Bruno Guntram Wilhelm Kahl (born 12 July 1962 in Essen, West Germany) is a German civil servant and administrative lawyer. From 2016 to 2025 he served as President of the Federal Intelligence Service (Bundesnachrichtendienst).

==Early life and education==
Kahl was born as the first child of Bernhard and Ute Kahl (née Schoenitz) in Essen, West Germany. He completed his Abitur in 1981 at Kardinal-Frings-Gymnasium in Bonn-Beuel and military service from 1981 until 1983, then studied law until 1988 at the University of Bonn and the University of Lausanne. Alongside his studies, he also completed journalistic training at the Katholische Journalistenschule ifp in Munich.
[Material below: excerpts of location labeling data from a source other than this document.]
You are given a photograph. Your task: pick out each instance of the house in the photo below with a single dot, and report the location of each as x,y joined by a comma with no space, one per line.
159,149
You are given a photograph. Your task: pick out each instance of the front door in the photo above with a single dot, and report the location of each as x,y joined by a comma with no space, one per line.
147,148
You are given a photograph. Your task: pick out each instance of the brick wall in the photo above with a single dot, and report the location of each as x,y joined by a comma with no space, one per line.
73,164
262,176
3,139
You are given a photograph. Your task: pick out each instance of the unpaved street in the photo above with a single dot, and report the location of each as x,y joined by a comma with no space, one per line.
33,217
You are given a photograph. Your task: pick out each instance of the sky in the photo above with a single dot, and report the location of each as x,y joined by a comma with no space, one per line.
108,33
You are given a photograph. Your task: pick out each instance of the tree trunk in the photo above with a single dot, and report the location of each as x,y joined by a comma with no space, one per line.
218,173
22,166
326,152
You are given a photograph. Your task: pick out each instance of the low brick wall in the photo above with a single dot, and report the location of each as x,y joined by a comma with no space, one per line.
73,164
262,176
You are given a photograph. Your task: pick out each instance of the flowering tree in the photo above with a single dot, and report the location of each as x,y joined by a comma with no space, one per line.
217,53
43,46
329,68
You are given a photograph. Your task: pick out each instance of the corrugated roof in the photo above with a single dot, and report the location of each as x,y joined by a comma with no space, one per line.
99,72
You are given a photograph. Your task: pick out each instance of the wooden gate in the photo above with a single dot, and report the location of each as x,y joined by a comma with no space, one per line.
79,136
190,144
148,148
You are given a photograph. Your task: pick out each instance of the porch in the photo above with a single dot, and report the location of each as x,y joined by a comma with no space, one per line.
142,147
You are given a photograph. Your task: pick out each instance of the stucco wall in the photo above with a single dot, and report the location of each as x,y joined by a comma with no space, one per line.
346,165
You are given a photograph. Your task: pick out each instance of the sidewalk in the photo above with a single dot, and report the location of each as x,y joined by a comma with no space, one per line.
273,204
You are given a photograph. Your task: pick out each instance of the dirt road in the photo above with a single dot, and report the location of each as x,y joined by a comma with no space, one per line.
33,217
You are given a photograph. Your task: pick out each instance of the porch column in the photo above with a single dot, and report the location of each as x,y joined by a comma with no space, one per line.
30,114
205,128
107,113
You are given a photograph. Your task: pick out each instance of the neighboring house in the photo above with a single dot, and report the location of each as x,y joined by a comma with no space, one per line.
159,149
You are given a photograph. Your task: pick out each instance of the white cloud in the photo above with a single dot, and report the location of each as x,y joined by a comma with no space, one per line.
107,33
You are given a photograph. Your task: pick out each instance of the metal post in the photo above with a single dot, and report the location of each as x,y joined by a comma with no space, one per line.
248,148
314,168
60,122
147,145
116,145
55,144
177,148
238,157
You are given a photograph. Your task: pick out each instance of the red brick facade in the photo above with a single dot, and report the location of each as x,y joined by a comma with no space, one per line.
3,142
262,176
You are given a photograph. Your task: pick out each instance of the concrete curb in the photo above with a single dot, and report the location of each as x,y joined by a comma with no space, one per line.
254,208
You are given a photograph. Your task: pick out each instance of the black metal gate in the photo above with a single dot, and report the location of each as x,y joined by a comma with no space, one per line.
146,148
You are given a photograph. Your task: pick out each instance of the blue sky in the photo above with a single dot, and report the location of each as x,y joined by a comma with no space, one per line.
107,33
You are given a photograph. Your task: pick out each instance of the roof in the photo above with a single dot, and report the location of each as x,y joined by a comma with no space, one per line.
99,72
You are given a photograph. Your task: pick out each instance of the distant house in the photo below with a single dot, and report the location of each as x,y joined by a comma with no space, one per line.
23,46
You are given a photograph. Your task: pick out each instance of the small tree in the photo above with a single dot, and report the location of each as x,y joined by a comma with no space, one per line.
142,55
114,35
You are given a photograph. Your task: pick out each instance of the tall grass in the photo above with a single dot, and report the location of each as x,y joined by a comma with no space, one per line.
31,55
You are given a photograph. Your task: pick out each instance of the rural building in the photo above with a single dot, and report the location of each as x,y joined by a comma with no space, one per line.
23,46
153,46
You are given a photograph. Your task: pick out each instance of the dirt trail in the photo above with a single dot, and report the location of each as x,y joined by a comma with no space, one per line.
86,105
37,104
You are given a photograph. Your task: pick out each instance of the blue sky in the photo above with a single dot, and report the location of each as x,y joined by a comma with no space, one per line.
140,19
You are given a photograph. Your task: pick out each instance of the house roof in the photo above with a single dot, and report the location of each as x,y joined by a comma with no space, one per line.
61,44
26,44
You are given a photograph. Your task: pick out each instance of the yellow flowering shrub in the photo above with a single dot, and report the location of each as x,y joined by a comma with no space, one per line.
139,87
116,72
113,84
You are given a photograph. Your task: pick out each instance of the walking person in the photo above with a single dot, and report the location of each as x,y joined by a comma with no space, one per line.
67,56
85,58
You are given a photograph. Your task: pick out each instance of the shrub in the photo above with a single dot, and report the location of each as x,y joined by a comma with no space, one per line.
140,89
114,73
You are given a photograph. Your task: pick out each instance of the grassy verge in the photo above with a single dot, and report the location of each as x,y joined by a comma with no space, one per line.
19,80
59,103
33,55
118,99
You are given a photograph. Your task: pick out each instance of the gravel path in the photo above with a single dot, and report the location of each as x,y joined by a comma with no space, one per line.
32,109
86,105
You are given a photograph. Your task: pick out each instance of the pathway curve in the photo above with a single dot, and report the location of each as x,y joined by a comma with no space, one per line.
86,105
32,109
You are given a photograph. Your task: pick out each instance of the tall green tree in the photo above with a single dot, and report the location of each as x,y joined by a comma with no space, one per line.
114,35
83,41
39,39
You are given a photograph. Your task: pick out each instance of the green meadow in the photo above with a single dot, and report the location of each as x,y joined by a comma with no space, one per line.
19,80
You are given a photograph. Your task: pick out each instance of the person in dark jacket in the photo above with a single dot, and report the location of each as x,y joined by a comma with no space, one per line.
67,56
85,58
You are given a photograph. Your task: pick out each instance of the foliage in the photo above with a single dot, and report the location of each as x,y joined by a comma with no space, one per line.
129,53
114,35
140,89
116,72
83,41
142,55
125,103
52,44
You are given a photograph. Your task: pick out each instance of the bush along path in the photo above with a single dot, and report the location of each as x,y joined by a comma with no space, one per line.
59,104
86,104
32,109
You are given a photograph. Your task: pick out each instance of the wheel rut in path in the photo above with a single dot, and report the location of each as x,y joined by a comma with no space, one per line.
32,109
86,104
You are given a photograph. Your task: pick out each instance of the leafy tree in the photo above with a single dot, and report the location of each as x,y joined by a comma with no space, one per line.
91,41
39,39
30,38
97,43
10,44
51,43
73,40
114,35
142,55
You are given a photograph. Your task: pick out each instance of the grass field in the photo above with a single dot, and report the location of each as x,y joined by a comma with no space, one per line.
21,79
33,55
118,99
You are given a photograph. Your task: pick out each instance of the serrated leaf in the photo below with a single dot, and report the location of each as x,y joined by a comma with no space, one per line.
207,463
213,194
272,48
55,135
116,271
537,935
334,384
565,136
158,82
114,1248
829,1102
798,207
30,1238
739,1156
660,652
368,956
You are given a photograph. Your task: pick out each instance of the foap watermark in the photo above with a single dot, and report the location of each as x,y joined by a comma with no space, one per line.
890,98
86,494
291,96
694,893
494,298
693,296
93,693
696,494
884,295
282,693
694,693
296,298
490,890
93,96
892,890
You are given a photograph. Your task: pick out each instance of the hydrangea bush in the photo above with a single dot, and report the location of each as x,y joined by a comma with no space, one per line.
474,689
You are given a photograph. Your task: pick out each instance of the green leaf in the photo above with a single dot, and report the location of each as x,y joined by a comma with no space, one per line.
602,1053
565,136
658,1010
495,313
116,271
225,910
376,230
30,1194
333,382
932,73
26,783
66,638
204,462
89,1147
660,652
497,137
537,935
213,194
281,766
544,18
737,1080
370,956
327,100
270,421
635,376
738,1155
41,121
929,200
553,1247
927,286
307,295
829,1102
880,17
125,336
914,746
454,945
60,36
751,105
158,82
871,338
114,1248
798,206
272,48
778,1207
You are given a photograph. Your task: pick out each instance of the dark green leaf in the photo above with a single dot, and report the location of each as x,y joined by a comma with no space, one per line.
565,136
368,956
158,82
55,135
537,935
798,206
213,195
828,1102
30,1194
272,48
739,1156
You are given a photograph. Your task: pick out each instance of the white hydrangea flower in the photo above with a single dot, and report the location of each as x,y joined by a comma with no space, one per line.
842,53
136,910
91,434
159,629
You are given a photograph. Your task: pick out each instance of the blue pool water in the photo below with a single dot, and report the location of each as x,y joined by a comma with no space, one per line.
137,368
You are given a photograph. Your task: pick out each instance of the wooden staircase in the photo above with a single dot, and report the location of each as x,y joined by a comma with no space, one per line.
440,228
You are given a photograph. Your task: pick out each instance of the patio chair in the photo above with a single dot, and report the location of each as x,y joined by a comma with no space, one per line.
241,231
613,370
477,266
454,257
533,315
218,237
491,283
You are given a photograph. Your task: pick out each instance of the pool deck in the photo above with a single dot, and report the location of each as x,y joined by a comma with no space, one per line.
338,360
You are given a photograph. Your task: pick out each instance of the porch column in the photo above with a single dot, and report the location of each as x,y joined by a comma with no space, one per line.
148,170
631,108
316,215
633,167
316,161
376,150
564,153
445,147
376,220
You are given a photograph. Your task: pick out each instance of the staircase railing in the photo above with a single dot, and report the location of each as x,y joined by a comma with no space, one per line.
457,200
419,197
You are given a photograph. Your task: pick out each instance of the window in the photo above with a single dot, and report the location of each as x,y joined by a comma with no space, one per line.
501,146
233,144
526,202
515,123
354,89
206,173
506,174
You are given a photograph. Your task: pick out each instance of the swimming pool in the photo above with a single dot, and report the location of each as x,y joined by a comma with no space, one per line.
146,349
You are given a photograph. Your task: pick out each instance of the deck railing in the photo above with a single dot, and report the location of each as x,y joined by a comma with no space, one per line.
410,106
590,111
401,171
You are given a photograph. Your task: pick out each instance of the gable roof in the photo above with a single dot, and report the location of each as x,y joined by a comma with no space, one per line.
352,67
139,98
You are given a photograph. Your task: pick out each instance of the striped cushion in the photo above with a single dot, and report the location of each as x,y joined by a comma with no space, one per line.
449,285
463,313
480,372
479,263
After his first state examinations, he clerked in Bonn and Speyer, Germany, and Sydney, Australia.

Kahl is a colonel (Oberst) in the Reserves of the Bundeswehr.

==Career==
In 1994, Kahl completed his second state examination at the Oberlandesgericht of Cologne, and then worked for the Confederation of German Employers' Associations. From 1995 to 1996, he was a desk officer at the Federal Chancellery. From 1996 until 2005, he was assigned as an adviser to the CDU/CSU parliamentary group, where he performed preliminary work for the group's chairman Wolfgang Schäuble. Since then, he has been a close confidant of Schäuble.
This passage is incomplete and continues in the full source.